Weber begint zijn verhaal op 2 augustus 1914, wanneer Hitler op de Münchense Odeonsplatz enthousiast wuivend gefotografeerd werd te midden van een menigte die zich daar verzameld had om de Duitse oorlogsverklaring toe te juichen. Drie dagen later meldde Hitler zich als oorlogsvrijwilliger en werd hij opgenomen in het zestiende Beierse Reserve-infanterieregiment. Het regiment, dat naar zijn eerste commandant bekend zou worden als het Listregiment, kende zijn vuurdoop op 29 oktober 1914, bij de verovering van Geluveld tijdens de eerste slag om Ieper. Reeds na elf dagen strijd werd Hitler als koerier (Meldegänger) toegevoegd aan het hoofdkwartier van zijn regiment en keerde hij de frontlijn definitief de rug toe. Terwijl zijn makkers in een jarenlange loopgravenoorlog werden meegesleept, die aan één vierde van hen het leven zou kosten, kreeg Hitler de relatief veilige taak om in de achterhoede berichten van het regimentshoofdkwartier naar de bataljons over te brengen. In die hoedanigheid kwam hij in de loop van de oorlog aan enkele van de belangrijkste fronten in actie: in maart 1915 bij Neuve Chapelle en Loos; in juli 1916 bij Fromelles en eind september aan de Somme; in april en mei 1917 bij Vimy en in oktober aan de Chemin des Dames; tijdens het grote Duitse voorjaarsoffensief van 1918 bij Montdidier en, finaal in de verdediging gedrongen, in juli aan de Marne, in augustus opnieuw aan de Somme en in oktober in Wervik. Op de nacht van 13 op 14 oktober raakte Hitler daar blootgesteld aan mosterdgas, waarna hij halfblind naar Duitsland werd afgevoerd en in het hospitaal van Pasewalk de Duitse nederlaag zou vernemen.

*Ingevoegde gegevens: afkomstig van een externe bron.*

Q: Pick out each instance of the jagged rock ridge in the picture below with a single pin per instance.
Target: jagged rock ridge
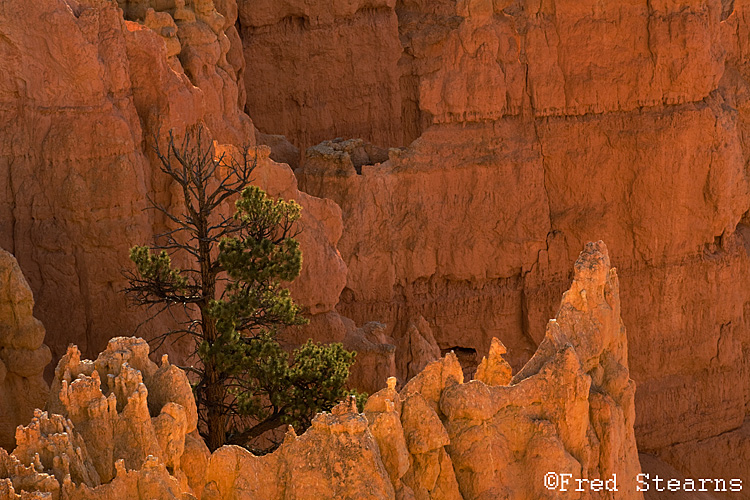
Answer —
(123, 427)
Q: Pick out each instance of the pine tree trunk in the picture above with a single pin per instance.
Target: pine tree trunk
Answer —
(216, 417)
(215, 389)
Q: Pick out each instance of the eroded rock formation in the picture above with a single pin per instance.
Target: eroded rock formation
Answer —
(23, 354)
(540, 126)
(123, 427)
(83, 95)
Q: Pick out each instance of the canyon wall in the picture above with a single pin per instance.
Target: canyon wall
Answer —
(542, 125)
(86, 89)
(23, 354)
(122, 427)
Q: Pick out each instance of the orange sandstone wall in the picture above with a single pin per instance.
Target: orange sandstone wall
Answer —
(539, 126)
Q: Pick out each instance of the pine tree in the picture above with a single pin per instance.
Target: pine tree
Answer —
(232, 294)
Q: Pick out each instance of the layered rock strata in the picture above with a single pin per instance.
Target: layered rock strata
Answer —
(123, 427)
(83, 96)
(23, 354)
(540, 126)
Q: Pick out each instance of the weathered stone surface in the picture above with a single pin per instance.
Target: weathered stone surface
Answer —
(83, 96)
(322, 70)
(23, 355)
(120, 427)
(124, 427)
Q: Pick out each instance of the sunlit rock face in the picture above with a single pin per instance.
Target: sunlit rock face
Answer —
(83, 97)
(23, 354)
(123, 427)
(539, 126)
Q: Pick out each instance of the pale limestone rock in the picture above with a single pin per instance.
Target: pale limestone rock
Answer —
(569, 410)
(23, 355)
(494, 370)
(109, 436)
(348, 468)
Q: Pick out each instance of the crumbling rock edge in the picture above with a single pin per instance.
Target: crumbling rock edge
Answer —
(123, 427)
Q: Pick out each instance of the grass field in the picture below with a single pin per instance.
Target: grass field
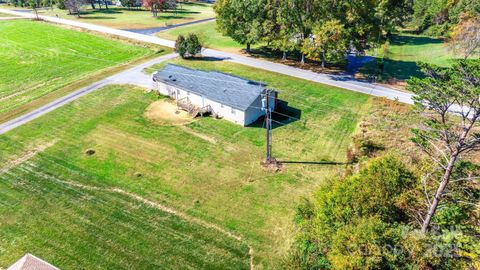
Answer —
(39, 59)
(209, 169)
(208, 34)
(123, 18)
(406, 50)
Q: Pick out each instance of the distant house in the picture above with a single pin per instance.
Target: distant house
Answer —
(30, 262)
(233, 98)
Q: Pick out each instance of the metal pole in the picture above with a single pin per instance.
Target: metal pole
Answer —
(268, 116)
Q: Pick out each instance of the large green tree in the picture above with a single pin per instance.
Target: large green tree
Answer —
(242, 20)
(329, 42)
(450, 98)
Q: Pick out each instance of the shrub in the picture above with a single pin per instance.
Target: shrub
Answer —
(194, 46)
(180, 46)
(362, 221)
(189, 46)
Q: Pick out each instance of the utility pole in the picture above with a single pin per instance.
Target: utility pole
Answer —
(268, 121)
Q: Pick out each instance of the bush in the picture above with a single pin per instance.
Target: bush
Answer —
(194, 46)
(363, 221)
(180, 46)
(189, 46)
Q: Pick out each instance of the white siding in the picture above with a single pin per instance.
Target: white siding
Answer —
(222, 110)
(254, 111)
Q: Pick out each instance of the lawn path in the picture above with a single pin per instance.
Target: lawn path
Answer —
(343, 81)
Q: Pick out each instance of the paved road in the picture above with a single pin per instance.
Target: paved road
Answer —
(343, 81)
(133, 76)
(154, 30)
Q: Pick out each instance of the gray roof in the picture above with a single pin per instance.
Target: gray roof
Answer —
(224, 88)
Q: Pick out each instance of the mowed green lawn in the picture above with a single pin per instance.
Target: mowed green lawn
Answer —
(209, 169)
(406, 50)
(124, 18)
(208, 35)
(37, 58)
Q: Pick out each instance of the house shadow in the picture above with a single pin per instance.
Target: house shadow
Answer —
(282, 116)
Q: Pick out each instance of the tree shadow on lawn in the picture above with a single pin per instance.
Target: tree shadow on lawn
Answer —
(282, 116)
(293, 60)
(414, 40)
(387, 69)
(101, 11)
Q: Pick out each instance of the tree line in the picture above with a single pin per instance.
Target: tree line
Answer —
(325, 30)
(319, 29)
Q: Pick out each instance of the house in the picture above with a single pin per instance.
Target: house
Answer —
(30, 262)
(233, 98)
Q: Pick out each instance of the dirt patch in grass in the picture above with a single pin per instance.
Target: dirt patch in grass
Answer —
(165, 112)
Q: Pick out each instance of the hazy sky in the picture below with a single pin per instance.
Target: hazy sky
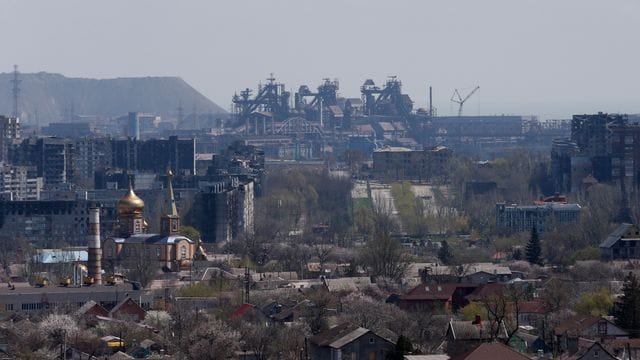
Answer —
(544, 57)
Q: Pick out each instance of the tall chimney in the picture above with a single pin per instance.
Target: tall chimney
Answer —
(430, 102)
(95, 251)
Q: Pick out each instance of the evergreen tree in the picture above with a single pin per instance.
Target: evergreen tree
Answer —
(403, 347)
(627, 312)
(445, 254)
(534, 250)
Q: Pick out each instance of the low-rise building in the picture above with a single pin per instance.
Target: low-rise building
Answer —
(622, 244)
(352, 342)
(526, 217)
(399, 163)
(569, 332)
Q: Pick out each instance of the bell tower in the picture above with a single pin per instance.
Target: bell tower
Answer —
(130, 218)
(170, 220)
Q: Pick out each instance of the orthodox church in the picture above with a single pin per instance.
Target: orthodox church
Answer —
(169, 249)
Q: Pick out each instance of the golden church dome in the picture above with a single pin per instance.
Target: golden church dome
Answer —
(130, 203)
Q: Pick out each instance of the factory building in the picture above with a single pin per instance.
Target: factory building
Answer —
(525, 217)
(399, 163)
(605, 147)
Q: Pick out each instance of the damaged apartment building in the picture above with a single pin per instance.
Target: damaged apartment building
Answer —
(602, 148)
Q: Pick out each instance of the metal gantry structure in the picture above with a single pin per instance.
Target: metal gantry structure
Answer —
(388, 100)
(15, 91)
(458, 99)
(327, 95)
(271, 98)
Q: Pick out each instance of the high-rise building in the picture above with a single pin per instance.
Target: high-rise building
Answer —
(20, 183)
(9, 131)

In zijn relaas over de gevechten van het zestiende Beierse Reserve-infanterieregiment schetst Weber een indringend, beklemmend en ontluisterend portret van het weinig benijdenswaardige leven van de frontsoldaten in de Eerste Wereldoorlog. Maar de echte waarde van zijn boek ligt in de overtuigende wijze waarop hij terloops de vloer aanveegt met de mythes die hierover later door Hitler en de nazi-propaganda werden verspreid. Zo stelt Weber zich terecht ernstige vragen bij de bewering dat de gewone bevolking zeer enthousiast had gereageerd op het uitbreken van de oorlog. Nieuwe regionale studies wijzen er immers op dat bij de meeste mensen bezorgdheid en zelfs angst overheersten, maar dat de oorlogsstemming werd opgezweept door intensieve propaganda. Ook de bewering dat de Duitse soldaten zich met elkaar verenigd hadden gevoeld in een samenhorigheidsgevoel dat elke rang en stand te boven ging, doet Weber als een romantische illusie af. Deze idee — en de nationaalsocialistische suggestie dat hun ideaal van een racistisch geïnspireerde klasseloze samenleving (Volksgemeinschaft) rechtstreeks aansloot bij het gevoel van eenheid aan het front (Frontgemeinschaft) — valt namelijk onmogelijk te rijmen met de vaststelling dat door de continue decimering en heropbouw van regimenten soldaten vaak maar kort met één en dezelfde groep krijgsmakkers dienden en zich maar gedeeltelijk met hun eenheid identificeerden. Daarnaast wordt ook de dolkstootlegende door Weber vakkundig ontmanteld. De capitulatie was niet het gevolg van Joodse en marxistische machinaties aan het thuisfront, maar van finaal gekeerde oorlogskansen: vanaf de zomer van 1918 werd onherroepelijk duidelijk dat het Duitse leger door een tekort aan manschappen en materieel de strijd zou verliezen en de geallieerde troepen daadwerkelijk overal aan het front begonnen door te breken. Niet de Joden, maar de jarenlange zeeblokkade van de Royal Navy en de uiteindelijke oorlogsintrede van de VS waren de echte boosdoeners.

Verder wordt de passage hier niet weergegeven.